As I said to my friend who linked this, this is exactly why I was pleased when I heard that Disney bought the rights from Lucas.
5 comments:
If Disney follows their usual model, they'll spin off several individual movies based around smaller characters who appeal to niche markets. How many of these characters involve the Falcon at some point in their careers?
It's a wise investment, really.
CGI is too clean. There's not enough dust and pits.
The worst is the White privilege of CGI's whiteness.
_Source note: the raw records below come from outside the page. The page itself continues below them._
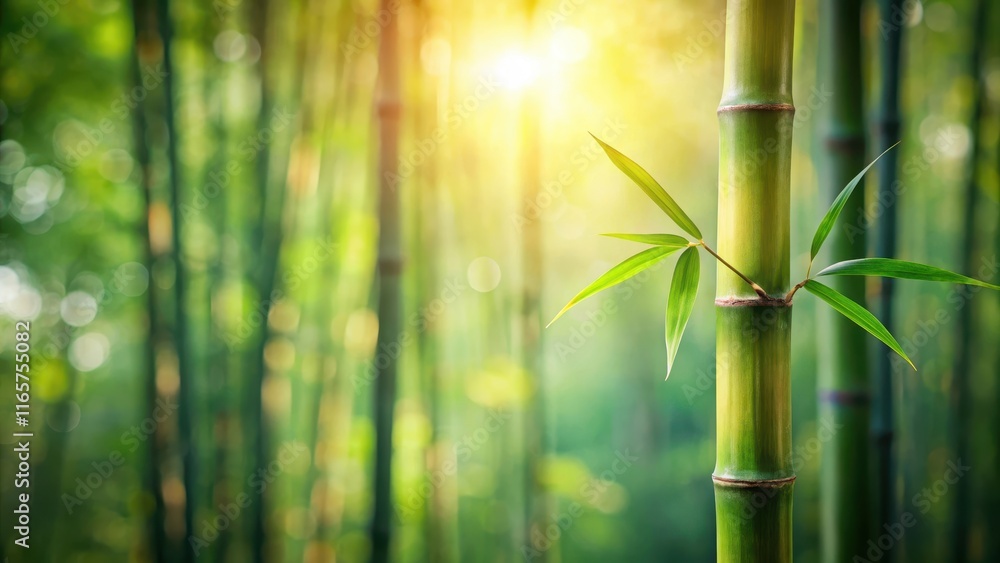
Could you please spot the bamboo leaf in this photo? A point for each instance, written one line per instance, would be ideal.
(628, 268)
(826, 225)
(890, 268)
(653, 189)
(858, 314)
(680, 303)
(658, 240)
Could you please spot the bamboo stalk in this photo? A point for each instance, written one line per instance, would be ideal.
(961, 402)
(888, 132)
(185, 403)
(426, 202)
(158, 542)
(753, 475)
(844, 380)
(389, 267)
(536, 509)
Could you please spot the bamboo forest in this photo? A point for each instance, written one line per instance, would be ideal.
(549, 281)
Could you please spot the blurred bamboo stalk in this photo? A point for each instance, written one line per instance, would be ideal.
(185, 409)
(888, 128)
(390, 263)
(536, 509)
(426, 218)
(754, 443)
(844, 383)
(961, 402)
(144, 34)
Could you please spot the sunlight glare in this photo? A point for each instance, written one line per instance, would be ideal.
(569, 45)
(517, 70)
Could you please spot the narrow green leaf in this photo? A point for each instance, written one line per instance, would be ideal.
(858, 314)
(890, 268)
(826, 225)
(628, 268)
(680, 302)
(653, 189)
(658, 240)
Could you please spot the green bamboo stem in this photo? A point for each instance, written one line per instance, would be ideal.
(185, 402)
(389, 267)
(427, 202)
(158, 546)
(844, 381)
(887, 132)
(753, 474)
(961, 402)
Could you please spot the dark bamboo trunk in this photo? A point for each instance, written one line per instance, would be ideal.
(961, 402)
(389, 296)
(844, 380)
(144, 31)
(888, 129)
(185, 404)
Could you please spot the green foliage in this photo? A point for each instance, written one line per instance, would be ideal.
(680, 303)
(830, 219)
(623, 271)
(652, 188)
(658, 240)
(858, 314)
(891, 268)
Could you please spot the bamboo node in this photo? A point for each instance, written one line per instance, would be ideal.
(752, 302)
(755, 107)
(753, 483)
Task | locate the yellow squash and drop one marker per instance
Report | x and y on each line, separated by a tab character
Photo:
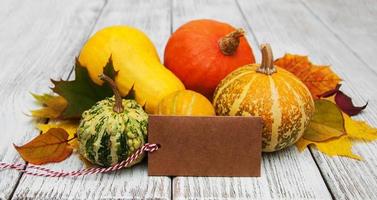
282	100
136	60
185	102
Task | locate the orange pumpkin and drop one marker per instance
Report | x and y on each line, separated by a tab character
276	95
202	52
185	102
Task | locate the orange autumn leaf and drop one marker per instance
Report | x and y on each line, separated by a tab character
46	148
319	79
341	146
70	126
53	106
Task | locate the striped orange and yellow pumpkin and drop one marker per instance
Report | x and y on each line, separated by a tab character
276	95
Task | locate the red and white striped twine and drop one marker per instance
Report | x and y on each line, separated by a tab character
94	170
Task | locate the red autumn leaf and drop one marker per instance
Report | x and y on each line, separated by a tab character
51	146
343	101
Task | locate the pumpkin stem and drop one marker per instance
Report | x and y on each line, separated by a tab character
229	43
267	66
118	107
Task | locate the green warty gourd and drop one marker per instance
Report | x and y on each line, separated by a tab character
111	131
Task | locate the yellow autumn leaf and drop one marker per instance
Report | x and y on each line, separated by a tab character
341	146
326	123
318	78
52	106
359	129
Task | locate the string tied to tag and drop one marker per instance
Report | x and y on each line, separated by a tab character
45	172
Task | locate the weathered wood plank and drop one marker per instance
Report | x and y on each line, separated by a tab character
354	22
291	27
37	42
285	174
153	17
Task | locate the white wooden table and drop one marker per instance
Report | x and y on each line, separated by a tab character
40	39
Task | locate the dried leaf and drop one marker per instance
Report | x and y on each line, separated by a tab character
52	108
318	79
46	148
359	129
343	101
341	146
70	126
327	122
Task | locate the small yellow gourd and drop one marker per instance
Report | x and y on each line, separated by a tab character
185	102
136	60
280	98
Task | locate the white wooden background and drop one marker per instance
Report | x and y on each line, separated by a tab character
40	39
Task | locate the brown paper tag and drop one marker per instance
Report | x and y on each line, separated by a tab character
205	146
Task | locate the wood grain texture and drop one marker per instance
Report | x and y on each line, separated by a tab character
130	183
285	174
354	22
291	27
37	41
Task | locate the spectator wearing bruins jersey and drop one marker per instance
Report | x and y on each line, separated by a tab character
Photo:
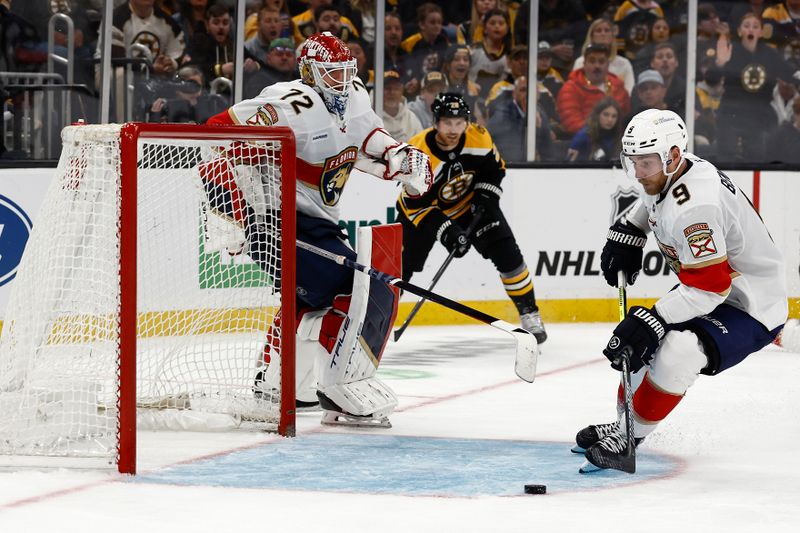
467	172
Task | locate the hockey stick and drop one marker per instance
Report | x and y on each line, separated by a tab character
628	463
527	351
399	331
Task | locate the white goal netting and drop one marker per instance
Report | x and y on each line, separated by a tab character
207	294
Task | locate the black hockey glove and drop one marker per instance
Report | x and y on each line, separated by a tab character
639	334
454	238
486	197
623	251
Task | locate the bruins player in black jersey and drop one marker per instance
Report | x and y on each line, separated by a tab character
467	171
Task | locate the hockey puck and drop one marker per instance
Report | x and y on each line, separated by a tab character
535	489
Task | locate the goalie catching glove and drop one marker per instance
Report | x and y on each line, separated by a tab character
622	252
639	334
389	159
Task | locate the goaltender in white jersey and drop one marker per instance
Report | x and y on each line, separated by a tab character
343	321
731	300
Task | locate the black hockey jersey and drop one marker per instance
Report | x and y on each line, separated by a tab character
475	159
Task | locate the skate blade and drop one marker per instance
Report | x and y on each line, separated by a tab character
588	468
329	418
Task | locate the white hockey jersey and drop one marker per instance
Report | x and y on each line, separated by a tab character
325	154
717	244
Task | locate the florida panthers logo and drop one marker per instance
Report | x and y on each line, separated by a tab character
335	173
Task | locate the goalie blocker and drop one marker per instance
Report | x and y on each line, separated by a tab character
339	348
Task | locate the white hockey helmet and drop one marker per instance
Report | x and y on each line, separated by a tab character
653	131
326	64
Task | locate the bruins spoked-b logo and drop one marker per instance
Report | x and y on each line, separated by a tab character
15	228
335	172
754	76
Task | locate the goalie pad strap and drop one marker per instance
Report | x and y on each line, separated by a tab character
378	143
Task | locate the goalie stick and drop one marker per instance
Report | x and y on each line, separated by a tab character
527	350
628	462
399	331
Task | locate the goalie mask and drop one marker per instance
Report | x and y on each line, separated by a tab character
449	105
327	65
653	131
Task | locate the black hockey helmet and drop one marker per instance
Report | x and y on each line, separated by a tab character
449	105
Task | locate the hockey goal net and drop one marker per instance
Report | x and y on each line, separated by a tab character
138	298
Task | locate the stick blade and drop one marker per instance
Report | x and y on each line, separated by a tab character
527	354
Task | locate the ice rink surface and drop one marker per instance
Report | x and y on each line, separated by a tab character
465	439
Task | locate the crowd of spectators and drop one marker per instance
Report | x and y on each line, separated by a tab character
599	62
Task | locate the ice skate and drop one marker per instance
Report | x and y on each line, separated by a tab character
532	323
609	452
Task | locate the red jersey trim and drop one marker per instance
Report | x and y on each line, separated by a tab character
712	276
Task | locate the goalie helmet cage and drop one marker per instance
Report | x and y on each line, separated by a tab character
135	295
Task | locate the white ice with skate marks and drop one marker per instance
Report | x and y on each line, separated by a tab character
457	388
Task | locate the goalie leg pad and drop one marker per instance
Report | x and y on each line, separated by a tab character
678	362
268	375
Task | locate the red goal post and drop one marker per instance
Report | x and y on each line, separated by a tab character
191	318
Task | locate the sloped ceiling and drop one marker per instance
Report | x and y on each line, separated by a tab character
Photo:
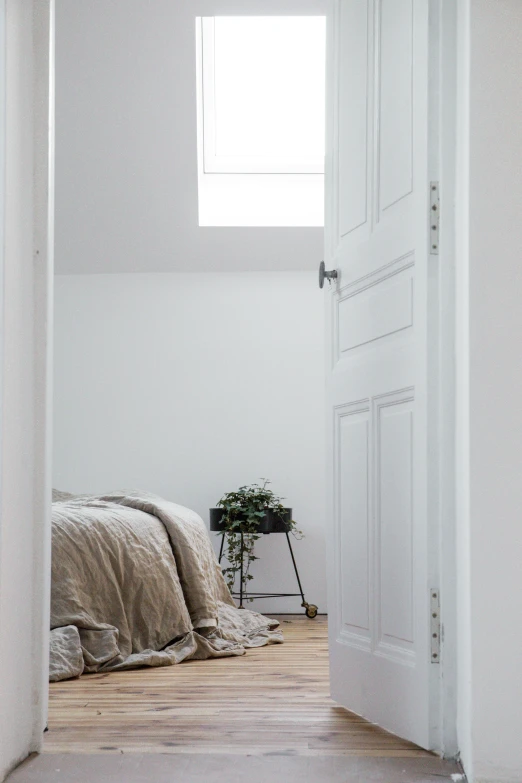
126	171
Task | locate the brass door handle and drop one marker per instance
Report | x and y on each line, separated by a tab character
324	275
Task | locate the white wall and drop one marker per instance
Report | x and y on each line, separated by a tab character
491	650
24	532
126	170
190	385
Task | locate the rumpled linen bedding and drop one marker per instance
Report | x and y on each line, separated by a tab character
135	582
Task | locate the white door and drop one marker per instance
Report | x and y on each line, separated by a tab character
378	239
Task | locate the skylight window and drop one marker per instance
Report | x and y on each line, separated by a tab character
261	96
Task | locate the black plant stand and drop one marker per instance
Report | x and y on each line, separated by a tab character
310	609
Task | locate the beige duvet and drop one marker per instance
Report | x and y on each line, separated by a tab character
135	582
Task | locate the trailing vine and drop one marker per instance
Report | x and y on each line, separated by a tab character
245	509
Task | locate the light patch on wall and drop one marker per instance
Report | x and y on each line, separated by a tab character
261	98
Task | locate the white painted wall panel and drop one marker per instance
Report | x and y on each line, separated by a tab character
395	128
354	521
353	125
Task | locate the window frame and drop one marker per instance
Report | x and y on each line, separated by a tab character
237	164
CGI isn't too 'clean'. It's too orderly. Simplify the idea- if you sketch a grid of lines, and your lines aren't straight or perfectly spaced, but there's the essence of a grid- where do I say there's an error? There isn't a specific error, though there are systematic errors. Now draw a perfectly straight grid of lines at perfect orthagonality, except one line is off by some miniscule amount. That single minor error looks like a huge sore thumb. CGI, as it has a need to reproduce complex thing in a simplified form, but still have them look complex sells it out to out keen ability to pattern-read.
Order is white, hence a white man's privilege.